The church, it turns out, did not pay to install the solar panels, like a homeowner would. Instead, NC Warn, an advocacy group, paid for the panels and is selling electricity back to the church at about half the rate Duke Energy charges.
It’s called third-party sales, and it’s illegal in just four states in the country: North Carolina, Oklahoma, Kentucky, and Florida.
Jim Warren, the executive director of NC Warn, says he and others simply got fed up with that reality, and came up with this plan: “Why don’t we just go ahead and do a solar installation as a third-party arrangement and use it as a test case and find out if the regulators or the courts will clarify this, if the legislature doesn’t do it first.”
North Carolina is a regulated monopoly. That means, for most customers, Duke Energy is legally bound to be the sole provider of electricity. For the right to serve as a monopoly, the company must be regulated by the state’s utilities commission.
“Actually, the state law seems clear to us,” said Randy Wheeless, a spokesman for Duke Energy. “Third-party sales are not allowed in North Carolina. This protects a lot of people. It prevents Duke Energy from trying to take a customer from a municipal utility or an electric co-op. So the laws have been in place and have actually worked pretty well, considering the electric rates for Duke Energy are about 20-percent below the national average.”
Wheeless says that matters especially to low-income customers. Another argument made by Duke Energy and others is that as wealthier homeowners install solar panels and go off the grid, the cost of maintaining that grid, in the form of higher rates, will fall to those least able to pay.

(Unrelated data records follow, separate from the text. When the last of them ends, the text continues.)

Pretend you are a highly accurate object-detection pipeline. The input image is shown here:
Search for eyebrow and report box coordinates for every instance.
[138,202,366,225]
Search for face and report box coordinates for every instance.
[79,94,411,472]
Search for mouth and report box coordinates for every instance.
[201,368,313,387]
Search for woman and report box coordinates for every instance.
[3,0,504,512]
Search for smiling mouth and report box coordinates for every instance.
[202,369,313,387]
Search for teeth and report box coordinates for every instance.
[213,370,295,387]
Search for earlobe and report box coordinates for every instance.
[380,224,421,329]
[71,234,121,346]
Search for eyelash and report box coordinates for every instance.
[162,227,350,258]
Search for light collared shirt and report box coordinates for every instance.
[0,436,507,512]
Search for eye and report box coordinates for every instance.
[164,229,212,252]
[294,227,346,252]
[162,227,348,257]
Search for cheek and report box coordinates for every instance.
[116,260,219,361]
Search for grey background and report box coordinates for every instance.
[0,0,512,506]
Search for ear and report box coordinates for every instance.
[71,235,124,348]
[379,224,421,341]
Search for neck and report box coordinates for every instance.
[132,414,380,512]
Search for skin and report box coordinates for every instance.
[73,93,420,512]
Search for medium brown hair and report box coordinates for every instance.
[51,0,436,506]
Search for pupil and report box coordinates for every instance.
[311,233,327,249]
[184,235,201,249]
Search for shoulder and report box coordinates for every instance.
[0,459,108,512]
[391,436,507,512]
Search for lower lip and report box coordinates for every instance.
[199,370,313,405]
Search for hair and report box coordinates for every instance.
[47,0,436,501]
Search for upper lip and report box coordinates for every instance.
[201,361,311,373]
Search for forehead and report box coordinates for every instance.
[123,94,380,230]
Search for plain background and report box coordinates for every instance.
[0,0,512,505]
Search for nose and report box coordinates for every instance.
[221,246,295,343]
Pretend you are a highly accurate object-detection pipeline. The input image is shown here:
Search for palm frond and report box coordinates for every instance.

Warren argues that third-party sales is a better solution to that problem.
“We don’t want solar to be something that’s just available to people with means,” he said. “This needs to be democratized and spread across the economic spectrum. And third-party financing helps moves us in that direction.”
Reverend Johnson takes it one step further. He says solar is a civil rights issue.

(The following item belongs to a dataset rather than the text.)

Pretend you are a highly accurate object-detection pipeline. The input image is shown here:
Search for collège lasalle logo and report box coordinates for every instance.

“Because the Civil Rights Movement was about the dignity and the worth and the enormous unrealized potential of all of god’s children, and this is the very same thing,” said Nelson.
Wheeless says it’s more of a business issue than a civil rights cause.
“Obviously, there’s money to be made in solar power,” he said. “We’re building four solar farms in North Carolina right now. A number of solar developers are building as well. And what we need to do is to have a firm grasp of what the rules and regulations of solar power should be in North Carolina in the future.”
Wheeless says the company hopes to work out those future rules through the General Assembly – something that is unlikely to happen in the current session.
That will likely leave it to the State Utilities Commission. It is expected to take up the case of Faith Community Church – and its illegal solar panels – at some point in the next few months.